There are a variety of ways insurance — be it life, long-term care or disability plans — can protect or even contribute to your wealth in a tax-efficient way.

  • Life insurance can protect or augment your legacy.
  • Long-term care insurance can provide income tax-free cash flow to fund long-term care.
  • Disability insurance can replace earned income lost to disability.

One insurance plan doesn’t fit all

There are as many types of insurance plans as there are clients, and purchasing insurance should be considered a planning, not transactional, perspective.

“Your insurance policies are unique and very individualized to your situation,” says Taylor Miller, senior vice president and national director of insurance premium financing at U.S. Bank Wealth Management. “Your estate plan, your legacy and your wishes after you’re gone must be taken into consideration.”

The most common need for life insurance is providing cash when your estate is being settled, but the possibilities start there.

  • Need to plan for the succession of your business? Life insurance can provide your family or business partners with funds to help assure an effective succession of ownership among family members or transfers between partners.
  • Need additional retirement income? Life insurance can be a useful tool to pool wealth with unique tax advantages for later in life.
  • Want to include charitable giving as part of your legacy? Life insurance can help you and your family pass on wealth to causes that you’ve selected.

Options to fund your premiums

Not only are insurance plans customizable, but how you choose to pay your premiums — the amount you pay for a given policy — can also be tailored.

“Your premiums can come from a variety of sources,” says Pat Edwards, a regional insurance specialist with U.S. Bancorp Investments. “I often joke that it’s not that people hate insurance, it’s that they don’t want to pay for it. So, it’s a matter of finding the dollars that are the least painful to fund the premiums.”

The funding source may simply be cash. You may also free up cash by reducing holdings, or you may generate cash by selling existing stock portfolio positions. There can also be income available through assets gifted to family members, such as investment real estate. Liquidating assets is another option, though that may have tax implications.
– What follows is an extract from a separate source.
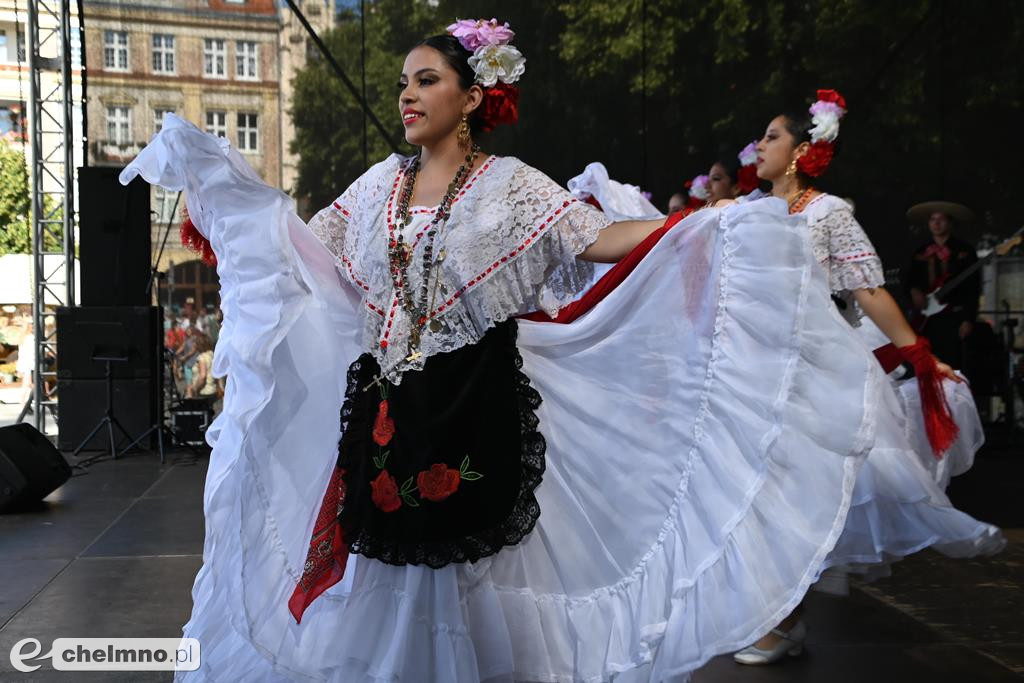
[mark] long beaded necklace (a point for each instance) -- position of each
(802, 200)
(400, 252)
Financing your premiums is another route if you’d like to avoid losing assets to pay large premiums. As an example, life insurance premium financing can be a good option for a family with accumulated assets that would be subject to a large estate tax once they’re passed along to their heirs. These assets could include investments, privately-held businesses, or real estate.
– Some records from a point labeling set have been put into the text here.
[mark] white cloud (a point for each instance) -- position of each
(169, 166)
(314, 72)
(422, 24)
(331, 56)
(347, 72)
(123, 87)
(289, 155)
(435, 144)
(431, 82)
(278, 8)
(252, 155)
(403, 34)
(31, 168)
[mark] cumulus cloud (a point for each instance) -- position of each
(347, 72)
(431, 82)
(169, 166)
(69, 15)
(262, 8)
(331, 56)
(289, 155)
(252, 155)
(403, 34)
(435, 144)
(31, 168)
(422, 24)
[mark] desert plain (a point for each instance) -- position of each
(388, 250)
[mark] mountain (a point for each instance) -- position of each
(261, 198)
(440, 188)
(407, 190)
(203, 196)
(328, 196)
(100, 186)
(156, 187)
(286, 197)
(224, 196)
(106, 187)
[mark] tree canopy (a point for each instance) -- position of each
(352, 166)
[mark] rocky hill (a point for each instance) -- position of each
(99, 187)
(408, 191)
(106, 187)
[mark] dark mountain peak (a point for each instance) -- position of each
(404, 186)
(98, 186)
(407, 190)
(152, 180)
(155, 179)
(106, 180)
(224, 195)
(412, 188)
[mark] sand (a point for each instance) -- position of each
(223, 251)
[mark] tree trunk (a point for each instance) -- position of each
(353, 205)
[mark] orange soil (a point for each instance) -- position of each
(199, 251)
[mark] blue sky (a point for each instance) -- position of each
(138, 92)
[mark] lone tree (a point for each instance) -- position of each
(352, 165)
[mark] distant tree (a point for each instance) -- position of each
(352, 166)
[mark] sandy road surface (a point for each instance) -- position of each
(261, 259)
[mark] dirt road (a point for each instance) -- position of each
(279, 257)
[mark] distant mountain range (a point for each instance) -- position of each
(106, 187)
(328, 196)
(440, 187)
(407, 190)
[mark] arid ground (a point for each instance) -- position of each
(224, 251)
“Your insurance policies are unique and very individualized to your situation. Your estate plan, legacy and wishes after you’re gone must be taken into consideration.”

“The family might need a large life insurance policy to pay for the estate tax coming their way,” Miller says. “Finding the necessary funds needed to pay high premiums can be a challenge. Financing can help by using a loan to cover the required premiums. Life insurance premium isn’t for everyone, but, within the right set of circumstances, it’s a fantastic tool to help the borrower maintain the assets they spent a lifetime accumulating.”

Review your insurance policies regularly

As time goes on, the performance of your insurance policies will often fluctuate, such as with interest rates. Other factors such as optimal ownership and beneficiary structures, exposure to negative tax treatment, the competitiveness of the policies, and other elements should be assessed.

As part of your annual financial plan review, a thorough analysis of your existing insurance policies may uncover potentially more attractively priced policies, stronger guarantees, and additional policy attributes. Ultimately, staying on top of your insurance policies is important because of their value. “Insurance contracts are many times a client’s largest unmanaged asset and pivotal to achieving planning outcomes,” Edwards says.